1. Rationale for using early-lactation dairy cows and single time-point sampling

Your expanded explanation of why early-lactation cows are a relevant and sensitive model, despite ruminal detoxification mechanisms, is convincing, and I agree that the added text in the Introduction/Discussion strengthens the biological context. Likewise, explicitly acknowledging the single time-point design as a limitation and emphasising the need for longitudinal sampling in future studies is appropriate.

 Authors: thank you very much for this comment. As already mentioned in the revised Conclusions section:

" Moreover, the cross-sectional design does not allow assessment of temporal dynamics. Overall, the results suggest that metabolomics can detect subtle, systemic signatures of Fusarium mycotoxin exposure in dairy cows and indicate a potential protective influence of the MDP under field-relevant contamination levels.
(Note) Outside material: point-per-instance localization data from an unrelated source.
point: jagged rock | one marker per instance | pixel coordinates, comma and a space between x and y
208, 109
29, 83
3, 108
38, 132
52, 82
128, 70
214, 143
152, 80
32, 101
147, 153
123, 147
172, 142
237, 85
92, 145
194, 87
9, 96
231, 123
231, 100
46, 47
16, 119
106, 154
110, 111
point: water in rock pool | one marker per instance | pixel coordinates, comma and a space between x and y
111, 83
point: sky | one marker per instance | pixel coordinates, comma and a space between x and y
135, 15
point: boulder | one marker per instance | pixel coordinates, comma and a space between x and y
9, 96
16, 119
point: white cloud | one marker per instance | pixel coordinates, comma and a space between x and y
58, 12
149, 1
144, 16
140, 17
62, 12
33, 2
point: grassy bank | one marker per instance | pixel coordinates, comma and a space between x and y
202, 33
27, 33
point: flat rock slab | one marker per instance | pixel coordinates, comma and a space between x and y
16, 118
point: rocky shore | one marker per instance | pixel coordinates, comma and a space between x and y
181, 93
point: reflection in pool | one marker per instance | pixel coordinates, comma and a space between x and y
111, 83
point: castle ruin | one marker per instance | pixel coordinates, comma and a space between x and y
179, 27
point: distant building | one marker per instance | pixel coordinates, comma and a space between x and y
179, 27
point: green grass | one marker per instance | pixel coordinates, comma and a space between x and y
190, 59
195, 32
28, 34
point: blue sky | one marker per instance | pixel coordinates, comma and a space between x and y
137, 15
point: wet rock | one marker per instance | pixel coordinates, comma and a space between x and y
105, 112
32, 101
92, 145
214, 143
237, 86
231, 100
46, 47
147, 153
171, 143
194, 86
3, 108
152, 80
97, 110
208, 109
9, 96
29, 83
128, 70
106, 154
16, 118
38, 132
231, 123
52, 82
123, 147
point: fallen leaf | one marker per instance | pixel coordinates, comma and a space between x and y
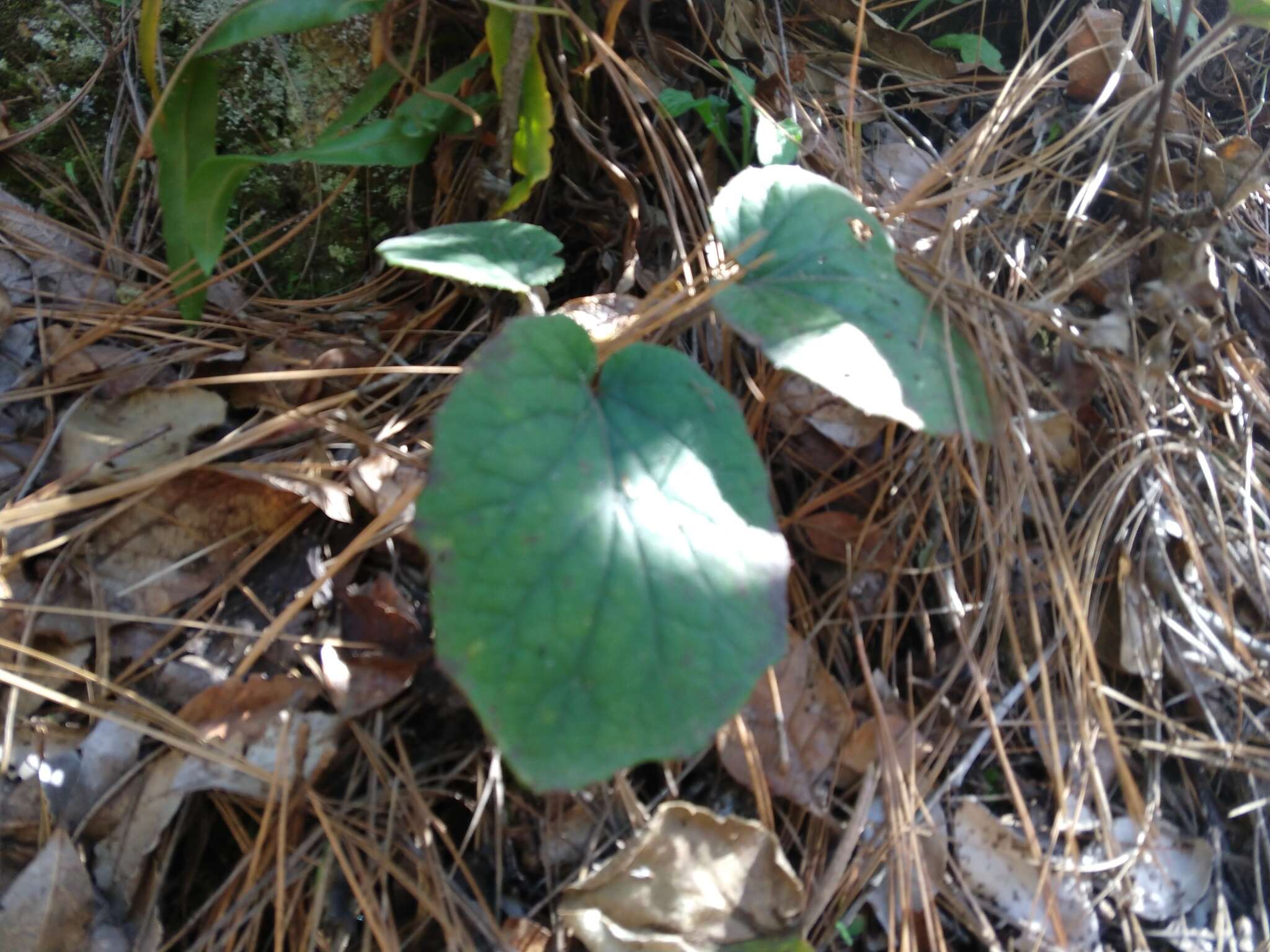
1225, 167
327, 495
376, 614
1171, 874
50, 255
50, 907
254, 721
566, 837
799, 404
286, 355
183, 537
818, 719
526, 936
1096, 50
902, 50
104, 439
997, 866
690, 881
603, 316
123, 369
864, 747
378, 482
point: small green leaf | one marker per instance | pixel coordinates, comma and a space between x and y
267, 18
607, 575
785, 943
492, 254
713, 111
776, 143
402, 140
918, 8
1171, 11
972, 48
184, 136
1255, 13
744, 87
831, 304
531, 152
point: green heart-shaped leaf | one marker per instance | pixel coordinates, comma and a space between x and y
491, 254
609, 582
830, 304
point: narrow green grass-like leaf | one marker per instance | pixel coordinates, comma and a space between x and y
607, 574
531, 151
403, 140
494, 254
184, 136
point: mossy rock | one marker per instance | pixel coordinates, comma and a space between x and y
276, 94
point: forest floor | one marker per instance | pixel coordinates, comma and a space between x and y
1025, 700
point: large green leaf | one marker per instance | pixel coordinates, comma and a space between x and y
184, 136
267, 18
831, 304
609, 582
404, 139
498, 254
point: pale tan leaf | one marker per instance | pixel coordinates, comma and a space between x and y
183, 537
104, 439
998, 867
1173, 871
690, 881
818, 719
50, 907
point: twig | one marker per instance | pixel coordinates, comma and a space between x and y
1166, 94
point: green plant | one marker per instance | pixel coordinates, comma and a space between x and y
197, 186
972, 48
609, 579
774, 143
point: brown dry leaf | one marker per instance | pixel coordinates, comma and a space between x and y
690, 881
253, 719
564, 840
998, 867
1096, 47
864, 747
905, 51
526, 936
603, 316
288, 355
48, 254
327, 495
1225, 167
1173, 873
818, 719
1053, 441
156, 425
139, 555
380, 615
799, 404
50, 907
380, 478
99, 359
930, 829
831, 532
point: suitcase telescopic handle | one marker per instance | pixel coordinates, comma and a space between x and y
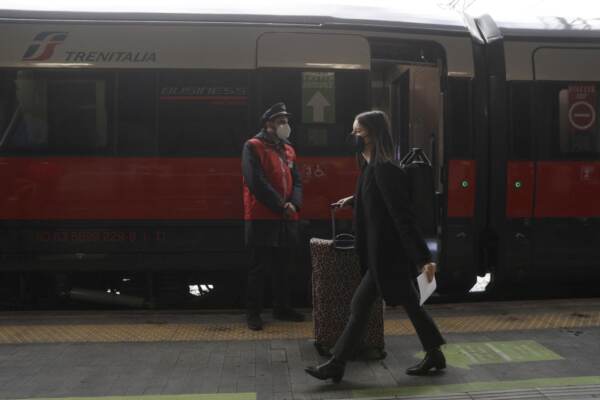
341, 241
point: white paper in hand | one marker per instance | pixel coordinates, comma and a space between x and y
426, 288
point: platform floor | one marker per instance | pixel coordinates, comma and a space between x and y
511, 350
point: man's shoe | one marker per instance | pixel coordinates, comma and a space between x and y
332, 369
433, 359
254, 322
288, 314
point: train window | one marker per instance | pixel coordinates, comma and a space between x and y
202, 112
520, 120
567, 119
459, 119
55, 113
136, 119
323, 104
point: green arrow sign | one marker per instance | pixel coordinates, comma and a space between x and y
318, 97
463, 355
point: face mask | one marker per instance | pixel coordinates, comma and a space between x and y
283, 131
359, 144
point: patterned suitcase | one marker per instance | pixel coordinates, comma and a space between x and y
335, 277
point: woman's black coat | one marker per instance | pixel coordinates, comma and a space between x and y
388, 241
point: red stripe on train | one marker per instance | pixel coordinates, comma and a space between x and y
567, 189
461, 188
98, 188
520, 182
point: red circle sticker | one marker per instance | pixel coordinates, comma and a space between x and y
582, 115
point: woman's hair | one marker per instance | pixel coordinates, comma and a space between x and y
378, 127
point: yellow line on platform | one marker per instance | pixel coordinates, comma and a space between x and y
207, 396
176, 332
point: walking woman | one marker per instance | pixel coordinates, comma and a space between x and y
389, 247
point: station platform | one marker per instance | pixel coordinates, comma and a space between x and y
502, 350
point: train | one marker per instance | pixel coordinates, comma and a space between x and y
121, 133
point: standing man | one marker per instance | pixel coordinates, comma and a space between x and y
272, 199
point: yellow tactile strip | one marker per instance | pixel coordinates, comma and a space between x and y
145, 332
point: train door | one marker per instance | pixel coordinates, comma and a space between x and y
566, 223
426, 108
401, 112
324, 83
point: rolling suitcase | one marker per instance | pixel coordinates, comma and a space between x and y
335, 277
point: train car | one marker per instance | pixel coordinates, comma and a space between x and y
121, 132
544, 174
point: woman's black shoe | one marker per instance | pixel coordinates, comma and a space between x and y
433, 359
332, 369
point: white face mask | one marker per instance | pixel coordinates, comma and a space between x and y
283, 131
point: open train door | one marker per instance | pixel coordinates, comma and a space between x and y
323, 79
401, 113
428, 94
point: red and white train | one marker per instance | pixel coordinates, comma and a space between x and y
121, 133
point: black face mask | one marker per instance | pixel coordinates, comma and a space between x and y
358, 142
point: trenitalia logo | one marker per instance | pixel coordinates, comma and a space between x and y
44, 45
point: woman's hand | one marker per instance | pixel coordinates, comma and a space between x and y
343, 203
429, 269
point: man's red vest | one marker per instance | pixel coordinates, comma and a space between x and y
279, 174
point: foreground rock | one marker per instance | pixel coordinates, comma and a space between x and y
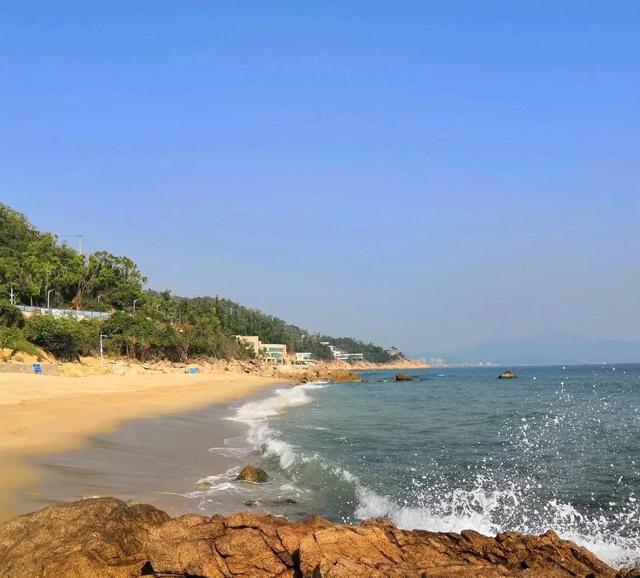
105, 538
253, 474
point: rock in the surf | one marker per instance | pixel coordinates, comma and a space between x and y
253, 474
103, 537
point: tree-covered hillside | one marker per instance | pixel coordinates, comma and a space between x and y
38, 269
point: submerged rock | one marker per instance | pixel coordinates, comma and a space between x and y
253, 474
105, 538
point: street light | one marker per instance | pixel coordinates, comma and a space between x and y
101, 349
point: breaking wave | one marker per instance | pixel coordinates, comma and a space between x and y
487, 501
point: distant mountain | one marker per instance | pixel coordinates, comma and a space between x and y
550, 350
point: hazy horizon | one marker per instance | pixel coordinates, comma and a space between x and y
471, 180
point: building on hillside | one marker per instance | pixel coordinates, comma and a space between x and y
304, 358
343, 355
251, 341
351, 357
274, 352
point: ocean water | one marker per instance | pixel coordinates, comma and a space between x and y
558, 448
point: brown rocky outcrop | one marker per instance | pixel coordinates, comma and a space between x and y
253, 474
106, 538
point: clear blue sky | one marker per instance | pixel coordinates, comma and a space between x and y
424, 174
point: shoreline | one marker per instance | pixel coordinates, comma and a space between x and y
57, 414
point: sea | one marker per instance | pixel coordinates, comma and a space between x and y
455, 448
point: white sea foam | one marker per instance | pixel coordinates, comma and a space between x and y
480, 510
484, 505
256, 414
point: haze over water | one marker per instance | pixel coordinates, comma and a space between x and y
557, 449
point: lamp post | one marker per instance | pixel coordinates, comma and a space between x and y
101, 348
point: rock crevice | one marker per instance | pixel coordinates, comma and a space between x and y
106, 538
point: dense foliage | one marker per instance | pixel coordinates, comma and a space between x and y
144, 324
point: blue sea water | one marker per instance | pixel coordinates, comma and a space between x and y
557, 448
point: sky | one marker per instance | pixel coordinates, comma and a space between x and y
429, 175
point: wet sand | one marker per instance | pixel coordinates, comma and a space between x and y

Future studies incorporating longitudinal sampling, additional physiological and clinical endpoints, and an MDP-only treatment arm will be necessary to confirm the biological significance and mechanistic basis of these preliminary observations."

Overall, I feel that the manuscript has improved and that most of my initial concerns have been satisfactorily addressed. With the minor clarifications suggested above—particularly regarding the explicit rationale for the analytical strategy—the paper will provide a more transparent and robust account of the metabolomic effects of Fusarium mycotoxins and MDP supplementation in early-lactation dairy cows.

Reviewer 3 Report

Comments and Suggestions for Authors

authors have revised sufficiently and paper can be accepted

Author Response

Authors: thank you very much for appreciating the revised version of the manuscript. 

Reviewer 4 Report

Comments and Suggestions for Authors

I mostly agree with the authors' responses. It was not entirely clear from the manuscript that this is a continuation of a previous study, which explains the multiple citations. Information related to the validation of analytical parameters has been added to the Materials and Methods section. I believe that the paper can be published.

Author Response

Authors: we would like to thank the reviewer for having appreciated the revised manuscript.